Even the most curious practitioner can’t make decisions simply by looking at the scientific record. We all know that social and psychological factors influence what you see in published papers, reviews, and textbooks. These factors—and your limited bandwidth—mean you are only seeing a part of the assembled evidence. When assessing the literature, you are solving a missing data problem. Knowing that there is missing data or why there is missing data can and should affect your inferences. If you have knowledge about the data-generating process—in this case, the process that results in conference papers, journal articles, and tweets—you should use this in your assessment of any given intervention. In assessing the current state of the literature, you must ask, “Why am I seeing what I am seeing?”
But this gets us into an uncomfortable position. If you know something about the psychology and sociology behind an evidence base, Meehl argues it’s perfectly rational to use this information to weigh the evidence. You don’t have to be a Bayesian to agree. A rational understanding of science requires accounting for the varied biases of scientists’ training, beliefs, interpersonal relationships, fads, etc. These strongly influence the scientific record. Meehl gives three examples of such psycho-social dispositions: dispositions of individual experiments or labs, dispositions of the literature in any given field, and dispositions of the funding of science. They are important enough to devote a blogpost to each.

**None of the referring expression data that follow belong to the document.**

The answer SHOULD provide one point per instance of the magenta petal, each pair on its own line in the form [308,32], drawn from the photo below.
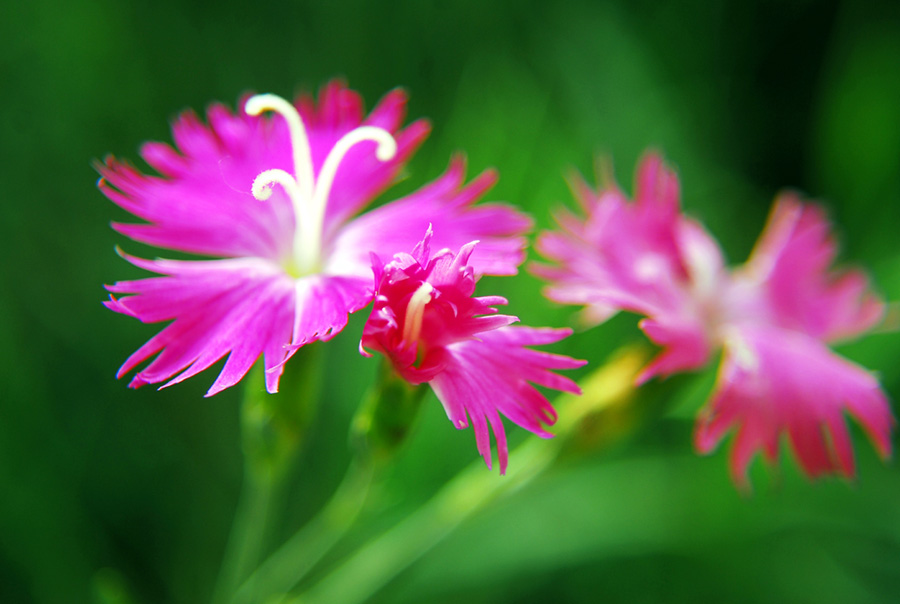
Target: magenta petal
[324,303]
[427,323]
[227,307]
[775,381]
[448,207]
[685,347]
[793,259]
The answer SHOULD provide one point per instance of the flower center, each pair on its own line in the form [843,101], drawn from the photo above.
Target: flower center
[415,313]
[309,194]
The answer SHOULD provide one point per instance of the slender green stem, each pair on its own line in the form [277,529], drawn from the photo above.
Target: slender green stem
[248,533]
[273,427]
[284,569]
[378,561]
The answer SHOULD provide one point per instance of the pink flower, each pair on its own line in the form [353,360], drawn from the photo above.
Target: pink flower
[427,323]
[773,317]
[274,201]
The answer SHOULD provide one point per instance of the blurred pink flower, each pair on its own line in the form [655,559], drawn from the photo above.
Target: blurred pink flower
[274,201]
[773,317]
[427,323]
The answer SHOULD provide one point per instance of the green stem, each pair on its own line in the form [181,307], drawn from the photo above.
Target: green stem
[380,560]
[273,427]
[284,569]
[248,533]
[380,427]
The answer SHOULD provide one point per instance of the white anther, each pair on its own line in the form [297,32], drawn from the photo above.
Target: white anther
[415,313]
[309,196]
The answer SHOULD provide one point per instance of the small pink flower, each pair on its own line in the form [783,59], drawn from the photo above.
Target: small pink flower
[274,201]
[773,317]
[427,323]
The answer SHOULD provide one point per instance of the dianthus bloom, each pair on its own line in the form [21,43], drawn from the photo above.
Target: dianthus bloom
[427,323]
[773,317]
[273,199]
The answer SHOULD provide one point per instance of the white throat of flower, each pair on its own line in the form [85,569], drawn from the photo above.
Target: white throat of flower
[309,195]
[415,313]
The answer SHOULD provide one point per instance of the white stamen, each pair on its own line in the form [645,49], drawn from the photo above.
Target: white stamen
[309,197]
[415,313]
[303,170]
[387,148]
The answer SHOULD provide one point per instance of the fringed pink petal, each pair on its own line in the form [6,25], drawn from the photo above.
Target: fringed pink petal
[792,261]
[775,382]
[448,207]
[218,308]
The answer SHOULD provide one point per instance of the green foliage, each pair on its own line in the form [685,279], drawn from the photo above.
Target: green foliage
[115,495]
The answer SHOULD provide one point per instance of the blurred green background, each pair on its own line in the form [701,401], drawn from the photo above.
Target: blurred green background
[114,495]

But before I turn to these, I wanted to make one important point. Meehl notes that these psycho-social events are unavoidable, though we’d probably be better off without some of them (like petty rivalries or secular quasi-religious beliefs in superintelligence). However, one particular behavior must be firmly excluded and harshly punished when discovered: Faking data.
“Making an error in reasoning is frowned upon, but one can be forgiven. Making an error in your mathematics can be corrected. Somebody comes along and sees that there's a slip here in the formalism. But one of the unpardonable scientific sins is faking the data. What makes that such a gross sin is not only that it has a greater moral flavor to it than making an honest mistake, but the fact that it's not easily corrigible.”
Faked data means scientists and practitioners must grapple with a deliberate error in their corpus of facts. Fraudulent facts can pollute inferences and decisions for years before the community uncovers misbehavior or decides these should be removed from the corpus. Either way, as Meehl says, lying is not only morally wrong, but it’s actively harmful to the reconstruction of a scientific verisimilitude. It’s easier to fill in the gaps where information is missing than to remove dishonesty where it has been certified.
on relationship between science and predictions, i think you might enjoy freeman dyson's musings on the topic. loosely quoting (~4:40) "what scientists do is to arrange things in an experiment to be as unpredictable as possible, and then do the experiment... you might say that if something is predictable, then it's not science". in some ways i feel this hints at weighing the "context of discovery" (aka coming up with the hypothesis) just as much as that of the justification.
https://www.youtube.com/watch?v=8xFLjUt2leM
on fake data, how does one think about 'noise' in the way of stochastic processes or such, where the real data is hard to measure with existing equipment? side note, i wonder what Meehl (and you) would think about the increasing use of 'synthetic datasets' ubiquitous in the current paradigm of internet scale datasets?